その晩、和寿の帰宅は午前0時を回っていた。

「和寿さん、遅かったね」
「なんだよ、嫌味かよ」
「お義母さんと呑んでたの?」
「そんな訳ないだろう、ひとりで呑んでたんだよ」

 和寿は不貞腐れた顔をして果林から目を逸らした。

「シャワー浴びるよね」
「あぁ」

(ちっ、面倒だな)

 和寿は恵美との不倫行為の発覚を恐れ、果林が使っている物と同じ銘柄のシャンプーにコンディショナー、ボディソープを準備させた。

「バスタオルと着替え、出しておくからね」
「おう、頼むわ」

 最近の会話と言えばめし、金、こればかりだ。ここ暫く特に金銭面でだらしなくうるさくなった。果林は家計簿アプリを開きながら交際費が2ヶ月前から徐々に増えている事に疑問を隠せなかった。

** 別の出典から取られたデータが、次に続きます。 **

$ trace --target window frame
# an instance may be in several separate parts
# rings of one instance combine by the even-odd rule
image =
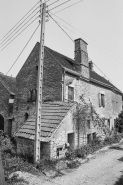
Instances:
[[[72,96],[72,99],[69,98],[69,89],[72,89],[73,90],[73,92],[71,91],[73,93],[71,95]],[[68,94],[68,100],[71,100],[71,101],[74,101],[75,100],[75,97],[74,97],[75,96],[75,88],[74,88],[74,86],[68,85],[68,93],[67,94]]]
[[[99,107],[105,108],[105,92],[103,91],[99,93]]]

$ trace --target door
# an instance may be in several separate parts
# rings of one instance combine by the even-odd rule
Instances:
[[[70,145],[70,149],[74,149],[74,133],[68,134],[68,143]]]

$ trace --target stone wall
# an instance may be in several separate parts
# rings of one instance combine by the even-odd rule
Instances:
[[[114,127],[116,117],[122,110],[122,96],[111,89],[102,87],[101,85],[91,84],[87,81],[66,74],[65,81],[68,80],[70,80],[71,83],[67,84],[65,87],[65,99],[68,99],[68,86],[74,87],[74,101],[82,103],[80,100],[80,96],[82,96],[86,103],[91,102],[100,118],[106,119],[106,124],[110,120],[110,129],[112,129],[112,127]],[[105,95],[105,107],[99,106],[99,93],[101,92]],[[93,133],[102,131],[91,129],[89,132]],[[82,142],[80,141],[80,143]]]
[[[36,44],[25,64],[16,77],[16,96],[14,103],[13,133],[25,121],[25,113],[29,116],[35,111],[36,100],[29,101],[29,92],[37,90],[39,60],[39,43]],[[43,67],[43,101],[62,100],[62,70],[61,66],[45,50]]]
[[[17,153],[23,155],[34,155],[34,141],[22,137],[16,137]],[[50,157],[50,142],[41,142],[41,157]]]
[[[4,118],[4,132],[6,133],[8,133],[9,97],[9,92],[0,82],[0,114]]]

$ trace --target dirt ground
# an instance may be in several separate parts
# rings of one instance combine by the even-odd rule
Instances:
[[[123,144],[97,153],[79,168],[54,179],[22,175],[29,185],[123,185]]]

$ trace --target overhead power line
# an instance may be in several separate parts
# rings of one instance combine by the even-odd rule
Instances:
[[[49,13],[48,13],[49,14]],[[73,39],[68,35],[68,33],[58,24],[58,22],[49,14],[51,19],[62,29],[62,31],[69,37],[70,40],[73,41]],[[74,42],[74,41],[73,41]]]
[[[15,34],[14,32],[15,32],[15,31],[16,31],[16,30],[17,30],[17,29],[18,29],[18,28],[19,28],[19,27],[20,27],[20,26],[32,15],[39,7],[40,7],[40,6],[38,6],[33,12],[31,12],[31,14],[29,14],[29,16],[26,17],[26,19],[24,19],[24,21],[21,22],[21,23],[10,33],[10,34],[0,43],[0,45],[2,45],[12,34]],[[36,14],[37,14],[37,13],[36,13]],[[36,15],[36,14],[35,14],[35,15]],[[35,16],[35,15],[34,15],[34,16]],[[29,20],[30,20],[30,19],[29,19]],[[28,20],[28,21],[29,21],[29,20]],[[27,21],[27,22],[28,22],[28,21]],[[26,24],[26,23],[25,23],[25,24]],[[25,24],[24,24],[24,25],[25,25]],[[24,25],[23,25],[23,26],[24,26]],[[22,27],[23,27],[23,26],[22,26]],[[22,28],[22,27],[21,27],[21,28]],[[20,29],[21,29],[21,28],[20,28]],[[10,39],[9,39],[9,40],[10,40]]]
[[[9,30],[8,31],[8,33],[6,33],[6,35],[1,39],[1,40],[3,40],[32,10],[33,10],[33,8],[35,8],[36,6],[37,6],[37,4],[39,4],[40,3],[40,1],[39,2],[37,2],[18,22],[17,22],[17,24],[15,24],[15,26],[13,26],[12,28],[11,28],[11,30]],[[0,41],[1,41],[0,40]]]
[[[83,1],[83,0],[78,1],[78,2],[76,2],[76,3],[74,3],[74,4],[71,4],[70,6],[67,6],[67,7],[63,8],[63,9],[61,9],[61,10],[55,12],[54,14],[59,13],[59,12],[61,12],[61,11],[63,11],[63,10],[66,10],[67,8],[70,8],[71,6],[74,6],[74,5],[76,5],[76,4],[78,4],[78,3],[82,2],[82,1]],[[54,15],[54,14],[53,14],[53,15]]]
[[[47,5],[47,6],[49,7],[49,6],[51,6],[51,5],[55,4],[55,3],[57,3],[58,1],[60,1],[60,0],[54,1],[53,3],[51,3],[51,4]]]
[[[11,44],[22,32],[24,32],[37,18],[39,18],[39,16],[38,17],[36,17],[30,24],[28,24],[18,35],[16,35],[16,37],[14,37],[7,45],[5,45],[5,47],[4,48],[2,48],[1,50],[0,50],[0,52],[1,51],[3,51],[9,44]]]
[[[89,39],[91,39],[91,40],[92,40],[93,42],[95,42],[96,44],[100,45],[100,46],[101,46],[102,48],[104,48],[106,51],[104,51],[103,49],[99,48],[98,46],[92,44],[93,46],[97,47],[99,50],[103,51],[104,53],[110,55],[112,58],[117,59],[115,56],[113,56],[113,55],[116,55],[116,54],[113,53],[111,50],[109,50],[109,49],[107,49],[106,47],[102,46],[100,43],[96,42],[94,39],[92,39],[91,37],[89,37],[88,35],[86,35],[85,33],[83,33],[82,31],[80,31],[79,29],[75,28],[75,27],[72,26],[70,23],[68,23],[68,22],[66,22],[65,20],[61,19],[60,17],[58,17],[58,16],[55,15],[54,13],[52,13],[52,16],[57,17],[58,19],[60,19],[60,20],[63,21],[64,23],[66,23],[68,26],[70,26],[71,28],[73,28],[74,30],[76,30],[76,31],[78,31],[78,32],[80,32],[80,33],[82,33],[82,34],[84,34],[86,37],[88,37]],[[65,26],[64,26],[64,27],[65,27]],[[67,27],[66,27],[66,28],[67,28]],[[68,28],[67,28],[67,29],[68,29]],[[70,29],[69,29],[69,30],[70,30]],[[70,30],[70,31],[72,31],[72,30]],[[72,31],[72,32],[73,32],[73,31]],[[75,33],[75,32],[73,32],[73,33]],[[108,50],[109,50],[109,52],[112,53],[112,54],[108,53]],[[116,56],[117,56],[118,58],[121,58],[121,57],[118,56],[118,55],[116,55]],[[121,58],[121,59],[123,60],[123,58]],[[118,59],[117,59],[117,60],[118,60]],[[120,61],[120,60],[119,60],[119,61]]]
[[[39,10],[34,16],[36,16],[39,12],[40,12],[40,10]],[[30,22],[30,21],[34,18],[34,16],[31,17],[23,26],[21,26],[20,29],[17,30],[10,38],[8,38],[8,39],[6,40],[6,42],[4,42],[4,43],[0,46],[0,48],[2,48],[5,44],[7,44],[9,40],[11,40],[11,39],[12,39],[12,38],[13,38],[13,37],[25,26],[25,25],[27,25],[28,22]]]
[[[40,25],[40,23],[39,23]],[[8,72],[6,73],[6,75],[10,72],[10,70],[13,68],[13,66],[15,65],[15,63],[17,62],[17,60],[19,59],[19,57],[21,56],[21,54],[23,53],[23,51],[25,50],[25,48],[27,47],[27,45],[29,44],[30,40],[32,39],[32,37],[34,36],[35,32],[37,31],[39,25],[37,26],[37,28],[35,29],[35,31],[33,32],[33,34],[31,35],[31,37],[29,38],[28,42],[26,43],[26,45],[24,46],[24,48],[22,49],[21,53],[19,54],[19,56],[17,57],[17,59],[15,60],[15,62],[12,64],[12,66],[10,67],[10,69],[8,70]]]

(これがなにか尋ねたら尋ねたでまた大声出されるんだよなぁ)

 実家の父親が声を荒げる気質だったので然程さほど気にしてはいなかったが血を分けた父親とそうではない夫では訳が違う。携帯電話の画面をスクロールして見れば世の中の妻たちの悩みが羅列されていた。

(これってモラルハラスメント、なのかなぁ)

 浴室の扉に叩きつける熱湯すら言葉の槍の様に聞こえて来た。

(アッ!)

 冷蔵庫に貼られたシフト表に目を遣った果林は明日のケーキの仕込みの担当が自分である事に気が付き慌てて和寿に声を掛けた。

「和寿、先に寝るね」
「ーーー!」

 すると和寿は身体に泡を付けたまま浴室から飛び出すと洗濯かごの中に手を入れ上目がちで果林を見た。

「なにしてるの」
「お、おぅ、早く寝ろよ」
「ーーーうん」

 横目で見ると脱いだ下着の中で携帯電話がLINEの着信を知らせていた。

「なんだよ」
「おやすみ」
「おやすみ」

 この様な状態でも果林と和寿は一緒のベッドで夜を共にしている。然し乍ら和寿は果林に背中を向けたままで触れ合いは皆無だ。見合い結婚という事で肌と肌の触れ合いは元より乏しかったがいつの間にか就寝時の口付けも出勤時に抱き締め合う事も無くなっていた。

(ご飯を作って掃除をして、ATMの機械みたいに扱われて、これがまともな結婚生活と言えるの?)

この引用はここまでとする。